Tyranny is thus a system dear to the wicked. Tyrants love to be flattered, and nobody with the soul of a freeman can ever stoop to that; a good man may be a friend, but at any rate he will not be a flatterer. Bad men are useful for achieving bad objects; ‘nail knocks out nail’, as the proverb says. It is a habit of tyrants never to like anyone who has a spirit of dignity and independence. The tyrant claims a monopoly of such qualities for himself; he feels that anybody who asserts a rival dignity, or acts with independence, is threatening his own superiority and the despotic power of his tyranny; he hates him accordingly as a subverter of his own authority. It is also a habit of tyrants to prefer the company of aliens to that of citizens at table and in society; citizens, they feel, are enemies, but aliens will offer no opposition.”
“The same vein of policy also makes tyrants warmongers, with the object of keeping their subjects constantly occupied and continually in need of a leader.”
“This is how capitalism works - we shift the problem to somebody else and we run.”
Don’t know if I ever posted this here, but it is summertime…

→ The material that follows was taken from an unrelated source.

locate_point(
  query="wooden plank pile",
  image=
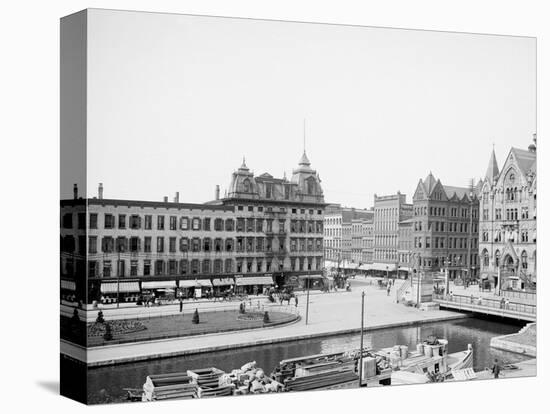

Jim Grant's story about the ten-cent beer promotion had me rolling on the floor
“It is also a habit of tyrants to prefer the company of aliens to that of citizens at table and in society; citizens, they feel, are enemies, but aliens will offer no opposition.”
This was interesting. One of the more tinfoil hat theory I’ve heard about the reason for allowing the invasion of the country is dilution. The theory used the alleged Covid jab numbers as the base. 75% got it. They were captured once and most will likely get captured again. But 25% said no. And they are the resistance and the real enemies of the state, maybe 60-70 million strong. Too big a number and too big a percentage. So what’s the easiest way to reduce their influence and strength. Dilute it. Import 30 million who owe their allegiance to the importers. And the % of resisters goes down significantly as against the whole, making them easier to control. . And the % of loyalists goes up. I blew it off when I first read the theory. But the more I think about it, the more sense it makes.
I guess we’ll know for sure when they start giving them weapons along with the free housing, food, debit cards and phones.